La Marque du Tueur (Koroshi no rakuin) (1967) de Seijun Suzuki
Petit cycle Suzuki et nippon cette semaine pour accompagner la lecture du dernier Murakami (histoire de trouver un peu d'homogénéité dans ce monde étrange où Bayrou a encore de l’influence). Suzuki, et sa grammaire cinématographique toujours aussi séduisante (montage "éclair", mise en scène stylée, cadre propre), nous emmène donc cette fois-ci sur la trace d'un tueur, pas forcément celui du titre (le "tueur n°1" qui laisse un petit trou sur le front de ses victimes), mais plutôt celui incarné par Joe Shishido (l'acteur aux plus belles bajoues de la galaxie), élevé au rang de tueur n°3. Joe est un tueur à gages d'une efficacité indéniable qui, à la suite d'un contrat inachevé, va voir son petit monde bouleversé : une organisation qui le traque, sa femme et son amante qui se font menaçantes (avec un flingue dans le lit, on peut dire cela), et le fameux tueur n°1 qui, lâché à ses trousses, tente de le rendre dingue.
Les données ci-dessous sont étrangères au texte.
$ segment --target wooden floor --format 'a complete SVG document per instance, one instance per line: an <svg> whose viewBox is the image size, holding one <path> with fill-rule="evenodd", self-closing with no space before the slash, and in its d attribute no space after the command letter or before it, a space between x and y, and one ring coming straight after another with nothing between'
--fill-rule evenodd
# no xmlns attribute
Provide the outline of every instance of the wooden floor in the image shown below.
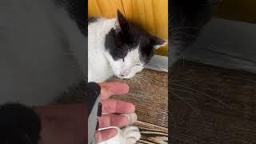
<svg viewBox="0 0 256 144"><path fill-rule="evenodd" d="M172 143L256 143L256 74L187 61L169 74Z"/></svg>
<svg viewBox="0 0 256 144"><path fill-rule="evenodd" d="M168 74L145 69L131 79L112 78L108 81L126 82L130 86L128 94L111 98L135 105L138 121L134 125L142 134L137 143L168 143ZM57 103L84 102L79 90L65 94L55 101Z"/></svg>
<svg viewBox="0 0 256 144"><path fill-rule="evenodd" d="M135 78L125 80L130 86L128 94L114 98L133 102L136 106L142 138L137 143L167 143L168 141L168 74L144 70Z"/></svg>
Joe, ce tueur à la gâchette précise, jamais à court d'idées pour trouver un angle de tir particulier ou pour surprendre ses adversaires, va prendre un sacré coup dans les bajoues : plus question de faire le mariole dans toutes les positions du kamasutra lors d'un retour de mission (le repos du guerrier est mort) - ce qui est en soi bien dommage tant Suzuki n'est jamais à court de petites trouvailles érotiques avec des pépettes finement taillée dans la glaise (...) ; Joe va devoir, sans sombrer dans l'alcool ni la fatigue, être d'une vigilance extrême s'il ne veut pas y laisser sa peau... C'est couillon la vie d'un tueur, surtout lorsqu'on devient une proie.
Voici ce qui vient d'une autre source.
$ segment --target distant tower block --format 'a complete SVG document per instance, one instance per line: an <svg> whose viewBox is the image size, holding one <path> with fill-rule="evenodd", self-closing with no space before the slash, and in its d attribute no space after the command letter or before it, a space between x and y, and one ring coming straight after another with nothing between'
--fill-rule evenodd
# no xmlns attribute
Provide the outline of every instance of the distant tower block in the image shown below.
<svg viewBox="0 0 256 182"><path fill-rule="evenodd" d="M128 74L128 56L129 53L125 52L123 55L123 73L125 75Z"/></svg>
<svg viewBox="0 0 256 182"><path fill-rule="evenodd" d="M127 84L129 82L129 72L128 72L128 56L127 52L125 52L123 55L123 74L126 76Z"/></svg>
Suzuki aime le cut, le montage elliptique, et l'on se retrouve sans avoir tergiversé vingt minutes directement dans l'action. La première mission menée par Joe consiste à protéger un homme important et le moins que l'on puisse dire c'est qu'il va devoir essuyer de multiples tirs... Si son conducteur fait dans le grand-guignol (de la drôlerie délirante à la nippone), Joe n'a pas le temps de se dérider pour prouver son efficacité. Il trucide à tour de bras et se permet même une jolie petite délicatesse en grillant un homme dans un bunker... Ça va vite, on a parfois presque peur de perdre le fil (Suzuki faisant confiance à l'intelligence de son spectateur pour rapidement combler les trous) mais bim bam boum, on va de mission en mission et Joe de rencontre amoureuse en rencontre érotique (la fine liane de sa femme étant remplacée par la fameuse Annu Mari et son visage si... troublant)... avec toujours la peur de se prendre une balle... On va voir notre homme perdre peu à peu pied (l'alcool encore), se raisonner (tuer sa femme froidement c'est le minimum), délirer (faire l'amour avec un écran de cinéma c'est jamais bon signe) et tenter de ne pas tomber dans la folie de la parano : faut dire que le tueur n°1 est un sacré client pour alterner déconne et menace de mort (les deux hommes se retrouvent finalement confinés dans un appart, bras dessus bras dessous, en attendant que l'un déjoue la surveillance de l'autre). On est toujours sur un fil d'équilibriste entre le grotesque (je suis allé pisser avec mon tueur) et la tragédie, le côté implacable d’un destin funeste (il ne devra en rester qu'un). Même si le final tourne un peu en rond (un dernier tiers un petit peu longuet), on apprécie une fois de plus la patte de notre Seijun, véritable roi nippon de la série B : sex, gun, laugh and death - avec une facture formelle toujours aussi chiadée.